In this step, you execute the final phase of deploying an AI model on the STM32N6 Discovery kit. After completing all the steps, it’s time to run the application and evaluate the AI model's performance in a real-world scenario. By the end of this step, you are able to verify the model's behavior, assess its efficiency, and ensure it meets the desired performance and accuracy requirements for your application.

First, make sure you have it in DEV boot mode to program the code:

Dev Boot configuration

Also, remember to connect a camera module to test the application:

Connecting your camera to the STM32N670-DK

Now, we can import the object detection application on STM32CubeIDE by following these steps:
Import Project → Existing Projects into Workspace → Browser and find the object detection project. This step by step is illustrated in the next figures. This is the path:

..\stm32ai-modelzoo-services\application_code\object_detection\STM32N6\Application\STM32N6570-DK\STM32CubeIDE

Step-by-step on how to import the object detection project on STM32CubeIDE

Selecting the Object Detection Project to import on the STM32CubeIDE

At last, run the application and watch the magic happen!

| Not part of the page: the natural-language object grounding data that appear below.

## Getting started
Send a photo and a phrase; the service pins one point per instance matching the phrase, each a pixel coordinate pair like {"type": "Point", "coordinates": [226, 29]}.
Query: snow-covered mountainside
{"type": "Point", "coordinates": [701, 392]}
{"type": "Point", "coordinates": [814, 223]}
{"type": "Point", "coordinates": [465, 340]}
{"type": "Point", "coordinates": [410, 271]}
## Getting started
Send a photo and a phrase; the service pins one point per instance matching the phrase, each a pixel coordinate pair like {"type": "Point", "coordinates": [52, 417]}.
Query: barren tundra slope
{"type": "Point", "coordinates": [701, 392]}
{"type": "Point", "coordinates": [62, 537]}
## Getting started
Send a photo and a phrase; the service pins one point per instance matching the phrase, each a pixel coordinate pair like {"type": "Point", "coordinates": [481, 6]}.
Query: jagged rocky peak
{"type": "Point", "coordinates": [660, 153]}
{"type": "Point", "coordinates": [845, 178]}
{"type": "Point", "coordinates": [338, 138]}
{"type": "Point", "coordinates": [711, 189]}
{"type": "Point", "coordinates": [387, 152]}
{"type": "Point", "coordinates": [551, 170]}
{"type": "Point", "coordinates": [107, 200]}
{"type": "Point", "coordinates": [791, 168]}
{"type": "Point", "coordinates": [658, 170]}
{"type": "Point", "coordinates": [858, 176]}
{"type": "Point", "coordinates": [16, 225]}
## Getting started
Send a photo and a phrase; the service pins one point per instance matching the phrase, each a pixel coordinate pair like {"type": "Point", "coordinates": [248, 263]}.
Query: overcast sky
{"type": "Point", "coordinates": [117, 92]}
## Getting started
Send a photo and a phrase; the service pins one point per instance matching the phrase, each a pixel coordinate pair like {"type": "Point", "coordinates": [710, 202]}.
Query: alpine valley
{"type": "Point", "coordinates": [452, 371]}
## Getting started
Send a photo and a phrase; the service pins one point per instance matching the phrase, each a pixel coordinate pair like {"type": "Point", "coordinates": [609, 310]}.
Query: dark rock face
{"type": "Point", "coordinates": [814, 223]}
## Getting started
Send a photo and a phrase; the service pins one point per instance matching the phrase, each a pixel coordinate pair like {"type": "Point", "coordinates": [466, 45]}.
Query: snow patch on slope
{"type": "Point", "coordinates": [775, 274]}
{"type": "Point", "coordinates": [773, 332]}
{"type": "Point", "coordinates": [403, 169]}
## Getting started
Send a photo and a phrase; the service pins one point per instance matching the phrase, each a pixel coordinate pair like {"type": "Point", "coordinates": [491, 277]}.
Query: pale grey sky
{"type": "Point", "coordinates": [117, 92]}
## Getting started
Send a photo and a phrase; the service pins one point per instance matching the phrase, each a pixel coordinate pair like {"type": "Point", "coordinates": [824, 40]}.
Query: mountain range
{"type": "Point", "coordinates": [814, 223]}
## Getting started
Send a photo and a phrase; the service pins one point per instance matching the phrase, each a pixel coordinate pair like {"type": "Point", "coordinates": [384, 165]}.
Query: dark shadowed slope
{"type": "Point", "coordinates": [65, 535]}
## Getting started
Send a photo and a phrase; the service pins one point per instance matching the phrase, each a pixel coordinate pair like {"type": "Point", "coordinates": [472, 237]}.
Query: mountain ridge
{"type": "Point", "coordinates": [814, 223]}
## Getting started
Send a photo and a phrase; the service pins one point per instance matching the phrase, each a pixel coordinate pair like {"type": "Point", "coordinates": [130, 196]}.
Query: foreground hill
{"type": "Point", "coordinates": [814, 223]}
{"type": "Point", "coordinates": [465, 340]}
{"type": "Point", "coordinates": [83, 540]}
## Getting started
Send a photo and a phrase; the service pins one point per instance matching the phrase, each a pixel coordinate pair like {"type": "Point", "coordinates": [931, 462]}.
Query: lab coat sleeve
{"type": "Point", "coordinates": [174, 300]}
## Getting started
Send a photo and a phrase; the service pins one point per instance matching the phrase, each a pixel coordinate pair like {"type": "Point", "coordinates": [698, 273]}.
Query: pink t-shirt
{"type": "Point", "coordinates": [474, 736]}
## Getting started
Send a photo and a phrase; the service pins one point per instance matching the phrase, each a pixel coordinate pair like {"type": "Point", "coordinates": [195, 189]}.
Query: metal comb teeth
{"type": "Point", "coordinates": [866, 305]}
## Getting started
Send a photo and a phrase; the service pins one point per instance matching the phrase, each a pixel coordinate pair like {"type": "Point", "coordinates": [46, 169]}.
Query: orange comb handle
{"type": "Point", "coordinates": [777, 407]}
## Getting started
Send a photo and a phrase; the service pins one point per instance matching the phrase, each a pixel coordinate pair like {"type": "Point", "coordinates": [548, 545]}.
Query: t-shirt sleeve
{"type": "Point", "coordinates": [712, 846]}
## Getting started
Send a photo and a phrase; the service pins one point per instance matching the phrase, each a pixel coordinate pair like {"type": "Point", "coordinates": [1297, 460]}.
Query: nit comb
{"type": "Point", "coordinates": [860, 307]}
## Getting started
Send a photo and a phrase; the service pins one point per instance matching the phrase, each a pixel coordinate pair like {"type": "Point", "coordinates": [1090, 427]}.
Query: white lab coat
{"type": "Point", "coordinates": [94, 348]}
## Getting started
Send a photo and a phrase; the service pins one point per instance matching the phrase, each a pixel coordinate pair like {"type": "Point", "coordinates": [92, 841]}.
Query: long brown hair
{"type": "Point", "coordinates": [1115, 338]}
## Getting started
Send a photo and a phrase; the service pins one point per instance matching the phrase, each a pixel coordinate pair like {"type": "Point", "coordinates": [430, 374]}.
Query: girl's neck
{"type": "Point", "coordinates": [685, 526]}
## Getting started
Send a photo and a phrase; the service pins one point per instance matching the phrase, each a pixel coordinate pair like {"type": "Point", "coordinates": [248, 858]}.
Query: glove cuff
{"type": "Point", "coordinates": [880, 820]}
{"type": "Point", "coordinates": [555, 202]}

Application of object recognition task running on STM32N6

Conclusion

This article provided a comprehensive guide to deploying an AI model from the STM32 model zoo on the STM32N6 Discovery kit. It covers all key steps from model selection to real-world testing. By following this process, you have learned how to optimize and quantize a model for object recognition, ensuring it operates efficiently within the hardware limitations of STM32 microcontrollers. With this knowledge, you are now equipped to leverage AI in your embedded projects, unlocking new possibilities for innovative and intelligent applications.